CAIRO – Shopping in the upmarket area of Mohandiseen is a pleasure that 23-year-old Aliaa Maged would never miss especially in the sale season.
She is usually keen to buy Egyptian brands that have tremendously developed their products made from cotton in terms of quality and fashion. But she had never really thought about the steps any of the items go through, from the initial growing of the cotton they are made from until they finally reach a clothes hanger and are put on sale.
The local textile industry was enhanced by investments of Banque Misr; the first national bank established 81 years ago by Talaat Harb to support a wide range of integrated economic activities.
Egypt at the time was a stronghold for a textiles industry that relied on the cultivation of long-staple cotton that was converted into yarn and then into cloth in local plants, working as independent components in a system that proved feasible for years.
However, the problems faced today by this sector, which engages a total workforce of about l5 million, have made it necessary to come up with some smart thinking.
Experts attribute the entangled problems to the fact that the sector is divided between three ministries, namely those of agriculture, investment and industry where co-ordination is the weakest link. Calls have been, therefore, made for the establishment of a textile portfolio that would be completely in charge of cotton in both its raw and manufactured states.
Mohamed Naguib, the board member of the Textile Industries Chamber, believes that conditions have deteriorated in this gigantic industry. Although India is the only country that appoints a minister assigned to the spinning and weaving sector, unlike, as he said, Turkey, China and Italy, nevertheless he finds the concept applicable in the Egyptian case.

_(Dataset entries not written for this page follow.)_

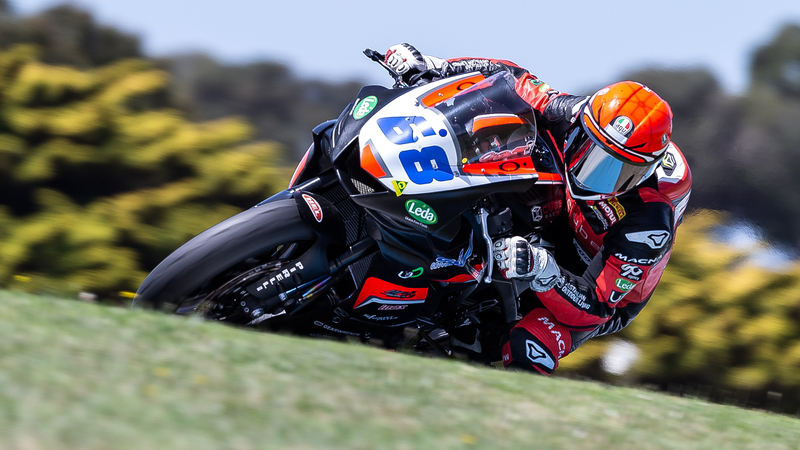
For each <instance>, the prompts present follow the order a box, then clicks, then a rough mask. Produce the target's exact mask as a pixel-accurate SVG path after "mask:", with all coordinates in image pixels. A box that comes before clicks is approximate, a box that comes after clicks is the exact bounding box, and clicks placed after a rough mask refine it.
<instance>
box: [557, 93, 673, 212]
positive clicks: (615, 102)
mask: <svg viewBox="0 0 800 450" xmlns="http://www.w3.org/2000/svg"><path fill="white" fill-rule="evenodd" d="M576 122H577V123H576V124H575V125H574V126H573V127H572V130H571V132H570V133H569V136H568V138H567V142H566V144H565V146H564V149H565V157H566V164H567V187H568V188H569V190H570V194H571V195H572V196H573V197H575V198H579V199H583V200H599V199H603V198H608V197H613V196H615V195H618V194H621V193H623V192H626V191H628V190H630V189H633V188H634V187H636V186H637V185H639V184H640V183H641V182H643V181H644V180H646V179H647V178H648V177H650V175H652V174H653V172H655V170H656V168H657V167H658V165H659V163H660V162H661V158H662V157H663V156H664V153H665V152H666V150H667V146H668V145H669V143H670V140H669V139H670V135H671V134H672V110H671V109H670V107H669V105H668V104H667V102H665V101H664V100H663V99H662V98H661V97H659V96H658V95H657V94H656V93H655V92H653V91H651V90H650V88H648V87H647V86H644V85H642V84H639V83H636V82H633V81H622V82H619V83H614V84H612V85H610V86H608V87H605V88H603V89H600V90H599V91H597V93H595V94H594V95H593V96H591V97H590V98H589V100H588V101H587V102H586V103H585V104H584V106H583V108H582V110H581V113H580V115H579V117H578V118H577V121H576Z"/></svg>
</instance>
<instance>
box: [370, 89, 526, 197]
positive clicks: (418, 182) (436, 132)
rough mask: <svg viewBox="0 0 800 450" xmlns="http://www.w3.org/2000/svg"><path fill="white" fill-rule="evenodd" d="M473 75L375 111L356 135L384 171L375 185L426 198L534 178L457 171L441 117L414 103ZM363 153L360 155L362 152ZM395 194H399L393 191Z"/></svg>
mask: <svg viewBox="0 0 800 450" xmlns="http://www.w3.org/2000/svg"><path fill="white" fill-rule="evenodd" d="M469 76H474V74H467V75H463V76H460V77H453V78H447V79H444V80H440V81H437V82H434V83H430V84H427V85H425V86H422V87H419V88H417V89H413V90H410V91H409V92H408V93H406V94H404V95H402V96H400V97H398V98H396V99H395V100H393V101H392V102H391V103H389V104H388V105H386V106H384V107H383V108H382V109H380V110H379V111H377V112H376V113H375V114H374V115H373V116H372V117H370V118H369V120H368V121H367V122H366V123H365V124H364V125H363V127H362V129H361V132H360V134H359V149H360V151H361V152H362V154H363V152H364V151H370V149H371V152H372V154H373V155H374V156H375V158H376V159H377V160H378V163H379V164H380V165H381V166H382V167H383V169H384V170H385V172H386V176H385V177H381V178H379V181H380V182H381V183H382V184H383V185H384V186H385V187H386V188H387V189H388V190H389V191H397V185H398V184H400V185H401V186H402V187H403V191H402V193H403V195H406V194H412V195H413V194H426V193H434V192H441V191H448V190H456V189H463V188H467V187H470V186H476V185H483V184H489V183H492V182H499V181H509V180H511V179H535V178H536V175H535V174H515V175H512V174H501V175H490V176H487V175H476V174H465V173H462V172H461V170H460V167H461V163H462V161H461V158H462V153H461V150H460V149H459V144H458V139H457V136H456V134H455V133H454V132H453V129H452V128H451V126H450V124H449V123H448V121H447V119H446V118H445V117H444V115H443V114H442V113H441V112H440V111H438V110H437V109H435V108H432V107H431V108H428V107H426V106H425V105H424V104H422V102H420V99H421V98H423V97H424V96H425V95H427V94H429V93H430V92H432V91H435V90H437V89H439V88H441V87H442V86H445V85H448V84H451V83H458V82H459V80H461V79H464V78H466V77H469ZM367 146H368V147H369V149H366V150H365V147H367ZM398 195H400V194H399V192H398Z"/></svg>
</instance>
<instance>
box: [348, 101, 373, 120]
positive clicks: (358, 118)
mask: <svg viewBox="0 0 800 450" xmlns="http://www.w3.org/2000/svg"><path fill="white" fill-rule="evenodd" d="M377 104H378V97H375V96H374V95H370V96H369V97H366V98H364V99H363V100H361V101H360V102H358V104H357V105H356V107H355V108H354V109H353V118H354V119H356V120H358V119H363V118H364V117H367V116H368V115H369V113H371V112H372V110H373V109H375V106H376V105H377Z"/></svg>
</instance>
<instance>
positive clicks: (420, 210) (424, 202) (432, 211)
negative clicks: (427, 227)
mask: <svg viewBox="0 0 800 450" xmlns="http://www.w3.org/2000/svg"><path fill="white" fill-rule="evenodd" d="M406 211H408V214H409V215H410V216H411V217H413V218H414V219H416V220H418V221H420V222H422V223H424V224H427V225H432V224H434V223H436V222H437V221H438V220H439V218H438V217H436V213H435V212H434V211H433V208H431V207H430V206H428V205H427V204H426V203H425V202H421V201H419V200H409V201H407V202H406Z"/></svg>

“It might require sacrifices at the outset but the result would be worthwhile on the long run” he told Al-Akhbar Arabic daily. Following the 1952 revolution, the textile industry fell mainly into the hands of the public sector. However, it was under the Atef Obeid cabinet in the mid-1990s that a strong tendency for privatisation started to show its ugly face. The sector began a downhill path that has ended up today with the closure of some plants in Mahala el-Kobra, a place whose name has long been synonymous with the textile industry in Egypt.

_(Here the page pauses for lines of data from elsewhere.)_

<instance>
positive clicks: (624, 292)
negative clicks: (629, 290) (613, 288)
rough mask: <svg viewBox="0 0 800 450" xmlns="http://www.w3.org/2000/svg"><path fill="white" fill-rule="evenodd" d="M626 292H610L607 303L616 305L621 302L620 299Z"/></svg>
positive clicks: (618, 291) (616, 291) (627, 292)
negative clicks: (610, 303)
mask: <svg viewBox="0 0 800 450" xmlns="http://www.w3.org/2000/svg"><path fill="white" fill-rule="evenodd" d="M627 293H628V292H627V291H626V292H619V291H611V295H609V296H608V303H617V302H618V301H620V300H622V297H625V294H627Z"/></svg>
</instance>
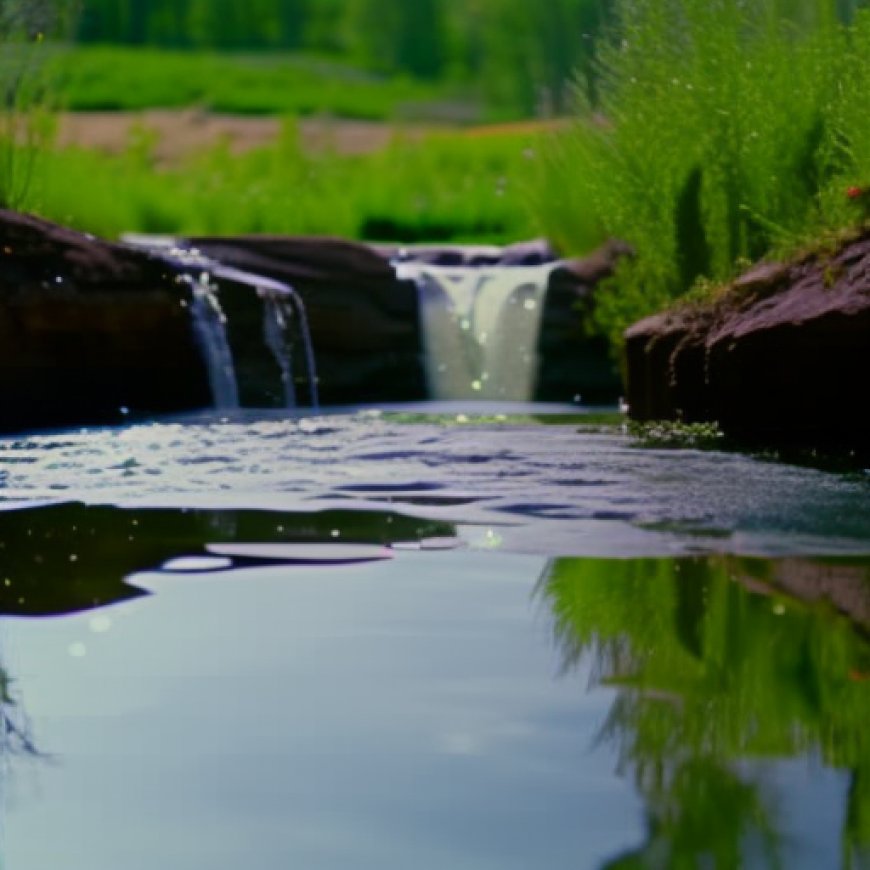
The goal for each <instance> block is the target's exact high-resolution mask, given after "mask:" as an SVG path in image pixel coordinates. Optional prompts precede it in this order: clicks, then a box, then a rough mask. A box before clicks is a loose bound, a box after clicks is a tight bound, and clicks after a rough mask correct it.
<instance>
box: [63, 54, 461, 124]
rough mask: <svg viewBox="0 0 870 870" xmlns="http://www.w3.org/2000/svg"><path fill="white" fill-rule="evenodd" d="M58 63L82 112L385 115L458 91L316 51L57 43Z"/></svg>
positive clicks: (405, 108) (389, 117)
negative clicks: (71, 44)
mask: <svg viewBox="0 0 870 870" xmlns="http://www.w3.org/2000/svg"><path fill="white" fill-rule="evenodd" d="M52 69H53V71H54V73H55V76H56V77H57V79H58V80H59V81H60V82H61V83H62V97H63V100H64V103H65V105H66V107H67V108H69V109H72V110H77V111H85V110H121V109H123V110H138V109H146V108H151V107H166V108H182V107H187V106H197V107H199V108H202V109H208V110H212V111H215V112H226V113H236V114H266V113H269V114H294V115H312V114H319V113H327V114H331V115H337V116H341V117H346V118H369V119H377V120H380V119H390V118H395V117H397V116H399V115H401V114H402V113H403V111H404V110H406V109H407V108H408V107H411V106H416V105H420V104H425V103H428V102H432V101H435V100H444V99H447V98H449V97H450V96H451V95H452V92H451V91H449V90H446V89H445V88H443V87H441V88H439V87H435V86H432V85H427V84H422V83H420V82H413V81H410V80H407V79H389V80H384V79H382V78H380V77H377V76H373V75H371V74H367V73H365V72H363V71H361V70H359V69H355V68H353V67H350V66H347V65H340V64H337V63H335V62H330V61H326V60H324V59H323V58H320V57H316V56H311V55H299V54H295V55H281V54H277V53H274V52H273V53H260V54H248V55H238V54H233V55H227V54H218V53H208V52H183V51H177V50H161V49H151V48H123V47H111V46H96V47H89V48H72V49H68V50H61V49H55V51H54V56H53V58H52Z"/></svg>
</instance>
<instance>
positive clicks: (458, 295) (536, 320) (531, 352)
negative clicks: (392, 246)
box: [396, 262, 557, 401]
mask: <svg viewBox="0 0 870 870" xmlns="http://www.w3.org/2000/svg"><path fill="white" fill-rule="evenodd" d="M556 265H557V263H546V264H543V265H536V266H492V267H488V266H458V267H448V266H432V265H426V264H420V263H407V262H402V263H397V264H396V274H397V275H398V277H400V278H406V279H410V280H413V281H415V282H416V283H417V287H418V290H419V294H420V319H421V327H422V332H423V340H424V343H425V348H424V350H425V355H426V369H427V379H428V383H429V394H430V397H431V398H433V399H493V400H504V401H531V400H532V398H533V397H534V391H535V384H536V381H537V372H538V357H537V343H538V334H539V332H540V326H541V312H542V310H543V305H544V295H545V293H546V289H547V282H548V279H549V276H550V272H551V271H552V270H553V268H554V267H555V266H556Z"/></svg>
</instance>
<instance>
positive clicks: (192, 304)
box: [178, 272, 239, 409]
mask: <svg viewBox="0 0 870 870" xmlns="http://www.w3.org/2000/svg"><path fill="white" fill-rule="evenodd" d="M178 281H179V282H181V283H186V284H188V285H189V286H190V290H191V303H190V315H191V318H192V320H193V331H194V335H195V336H196V340H197V343H198V344H199V348H200V351H201V352H202V356H203V359H204V360H205V365H206V370H207V371H208V380H209V385H210V386H211V394H212V400H213V401H214V405H215V407H216V408H221V409H231V408H238V407H239V386H238V383H237V381H236V372H235V367H234V366H233V355H232V352H231V351H230V344H229V342H228V341H227V330H226V322H227V321H226V317H224V313H223V311H222V310H221V307H220V302H219V301H218V297H217V288H216V287H215V285H214V284H213V283H212V281H211V275H209V273H208V272H200V273H199V276H198V277H194V276H193V275H189V274H184V275H179V276H178Z"/></svg>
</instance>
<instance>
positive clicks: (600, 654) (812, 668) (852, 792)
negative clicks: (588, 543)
mask: <svg viewBox="0 0 870 870" xmlns="http://www.w3.org/2000/svg"><path fill="white" fill-rule="evenodd" d="M539 593H540V595H541V596H542V597H543V598H544V599H545V600H546V601H547V602H548V604H549V605H550V606H551V607H552V611H553V614H554V618H555V627H556V636H557V639H558V642H559V646H560V649H561V653H562V661H563V665H564V668H565V669H566V670H573V669H574V668H575V667H577V666H578V665H579V664H580V663H581V661H582V660H584V659H586V658H587V657H591V659H592V662H593V674H594V677H593V681H594V683H595V684H596V685H609V686H613V687H616V688H617V690H618V694H617V697H616V700H615V701H614V703H613V705H612V707H611V709H610V711H609V714H608V716H607V719H606V723H605V725H604V727H603V729H602V731H601V734H600V738H601V740H602V741H605V742H608V743H611V744H613V745H614V746H615V747H616V748H617V750H618V756H619V759H620V768H621V769H622V770H623V771H624V772H625V773H626V774H628V775H630V776H631V777H632V778H633V780H634V783H635V786H636V788H637V789H638V792H639V793H640V795H641V796H642V797H643V800H644V802H645V806H646V828H647V836H646V840H645V842H643V843H642V844H641V845H640V846H638V847H637V848H633V849H631V850H629V851H626V852H623V853H622V854H620V855H618V856H616V857H614V858H613V859H612V860H611V861H609V862H608V863H607V864H606V865H605V866H606V867H607V868H673V867H678V868H682V867H686V868H695V867H704V868H706V867H716V868H734V867H740V866H748V867H780V866H785V864H784V862H785V861H786V859H785V857H784V855H785V851H786V846H787V845H788V844H789V843H790V842H792V843H793V842H794V840H795V837H796V836H799V835H801V834H802V833H804V832H800V831H798V832H795V831H793V830H791V831H790V830H789V829H788V822H792V823H793V822H794V820H793V819H789V818H786V817H785V816H786V813H785V812H783V805H784V803H785V797H786V796H785V795H784V794H783V793H782V790H781V789H779V790H778V789H777V787H776V785H775V783H774V782H773V778H772V777H769V776H767V775H766V771H767V770H769V767H768V768H766V767H765V764H769V761H768V760H771V759H777V760H782V759H789V758H797V757H802V758H806V759H819V760H821V762H822V763H823V764H824V765H825V766H827V767H830V768H835V769H838V770H841V771H846V772H848V778H849V786H848V790H847V792H846V797H845V806H844V807H843V808H842V813H841V819H842V824H841V830H840V834H839V836H840V844H841V865H842V866H843V867H846V868H851V867H864V866H870V728H868V722H870V642H868V627H870V617H868V614H870V610H868V605H870V560H867V559H863V560H862V559H838V560H830V559H829V560H807V559H782V560H761V559H750V558H740V557H734V556H728V555H717V556H710V557H705V558H684V559H676V560H669V559H636V560H596V559H559V560H556V561H555V562H554V563H552V565H551V567H550V568H549V569H548V571H547V573H546V574H545V576H544V577H543V578H542V580H541V585H540V587H539ZM822 824H824V823H823V822H822V821H817V822H816V825H817V826H820V825H822Z"/></svg>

Abdel-Meguid Assal, the managing director of Arab Company for Textiles in Alexandria, one of the companies which has been adversely affected by the current shortage of yarn, explains that the high prices of imported yarn have caused local companies great losses.
He went on to be explain that the lack of Egyptian yarn, which is caused by defective agricultural policies that have discouraged farmers from growing cotton, has left companies with no other option but to resort to imported yarn.
He admitted that the setback in this sector had reduced the competitiveness of Egypt in world markets. Abdallah Bassiouni, the Board Chairman of another specialised company in Mustorod, accused the Agriculture Ministry under the former Nazif cabinet of deliberately lax policies and practices relating to cotton cultivation and its expansion.
“Limiting the extent of the planting of the Upland Cotton strain which had previously yielded an average of l5 quintals (1500 kilograms) per feddan (acre) is a crime for which apologists of the Mubarak regime, who still hold positions in the Agriculture Ministry, have to be held responsible,” said Bassiouni.